When you have a disability, you have a different kind of relationship with rejection than non-disabled people do. Especially as a disabled child your day is spent in school receiving various forms of micro and macroaggression experiences of rejection all day. We receive all sorts of distorted forms of feedback that erode our sense of self-worth and question our identity based on other people’s biases. As a child you are not aware of this and internalize people’s ableist perceptions as accurate facts and it shapes a warped version of yourself for you to struggle with. No wonder people with disabilities struggle with accurate self-assessment.
Rejection is a normal experience that everyone experience. Not everyone is going to like us. Not everyone is going to want to date us. Not everyone is going to want to hire us. That is pretty standard for every single person. The sliding scale of the intensity of that reality depends on many variables. Depends how close you fit into societies definition of ideal.

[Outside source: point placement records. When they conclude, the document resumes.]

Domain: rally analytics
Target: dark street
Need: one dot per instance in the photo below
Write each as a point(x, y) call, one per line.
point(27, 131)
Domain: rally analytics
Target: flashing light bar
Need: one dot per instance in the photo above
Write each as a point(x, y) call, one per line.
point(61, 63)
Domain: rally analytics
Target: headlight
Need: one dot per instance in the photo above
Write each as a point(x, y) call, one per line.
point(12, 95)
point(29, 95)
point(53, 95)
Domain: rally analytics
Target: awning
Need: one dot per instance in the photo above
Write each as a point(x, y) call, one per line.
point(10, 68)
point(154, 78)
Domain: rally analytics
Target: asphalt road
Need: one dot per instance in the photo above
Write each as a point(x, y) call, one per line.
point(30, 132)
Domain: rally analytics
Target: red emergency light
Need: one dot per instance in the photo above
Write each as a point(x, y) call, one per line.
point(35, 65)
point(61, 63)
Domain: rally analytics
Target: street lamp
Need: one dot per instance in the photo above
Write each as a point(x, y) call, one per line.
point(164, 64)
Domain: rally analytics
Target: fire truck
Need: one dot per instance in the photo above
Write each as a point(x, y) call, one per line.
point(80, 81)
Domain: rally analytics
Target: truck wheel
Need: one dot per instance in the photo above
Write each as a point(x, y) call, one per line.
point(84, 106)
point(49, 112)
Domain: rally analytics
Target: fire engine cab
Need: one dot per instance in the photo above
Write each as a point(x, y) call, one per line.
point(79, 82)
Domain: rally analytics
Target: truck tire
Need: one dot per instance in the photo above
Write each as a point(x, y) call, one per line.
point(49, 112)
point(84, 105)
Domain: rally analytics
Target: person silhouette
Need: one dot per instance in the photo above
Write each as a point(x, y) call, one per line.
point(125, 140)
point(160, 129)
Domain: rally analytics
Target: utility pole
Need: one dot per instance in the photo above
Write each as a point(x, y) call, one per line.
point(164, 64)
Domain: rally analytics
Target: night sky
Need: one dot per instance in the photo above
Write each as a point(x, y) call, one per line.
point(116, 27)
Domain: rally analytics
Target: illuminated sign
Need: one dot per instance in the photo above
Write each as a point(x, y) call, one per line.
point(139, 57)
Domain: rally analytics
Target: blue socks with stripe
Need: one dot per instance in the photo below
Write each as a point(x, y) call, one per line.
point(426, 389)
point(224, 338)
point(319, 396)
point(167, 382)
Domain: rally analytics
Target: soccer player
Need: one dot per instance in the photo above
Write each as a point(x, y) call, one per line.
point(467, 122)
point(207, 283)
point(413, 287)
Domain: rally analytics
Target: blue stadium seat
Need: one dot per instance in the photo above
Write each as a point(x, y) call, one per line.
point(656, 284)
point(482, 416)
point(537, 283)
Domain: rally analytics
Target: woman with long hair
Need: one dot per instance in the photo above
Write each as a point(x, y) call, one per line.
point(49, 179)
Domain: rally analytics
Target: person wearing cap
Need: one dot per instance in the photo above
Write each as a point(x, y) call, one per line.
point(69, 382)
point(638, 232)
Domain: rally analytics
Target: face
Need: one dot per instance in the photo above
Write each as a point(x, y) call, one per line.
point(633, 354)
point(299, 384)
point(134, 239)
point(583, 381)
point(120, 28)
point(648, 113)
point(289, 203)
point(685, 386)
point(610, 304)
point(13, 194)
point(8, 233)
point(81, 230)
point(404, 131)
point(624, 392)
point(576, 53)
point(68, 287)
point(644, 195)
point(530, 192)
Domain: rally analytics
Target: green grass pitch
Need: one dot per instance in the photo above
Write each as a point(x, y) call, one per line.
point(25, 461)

There are movements happening. Movements looking to reshape the definition of beauty within the disabled community, accepting the different forms of the human body. Self-help acceptance movements in various disabilities have been building since the 1970’s in various communities and are quite established now.
When people dismiss the importance of tackling ableism as if it is no big deal, bring the discussion to the topic of rejection. Rejection is something that we can all understand and it can be a connecting point of empathy. Everyone knows what rejection feels like.
Let’s start there.
Let’s see where the conversation takes us.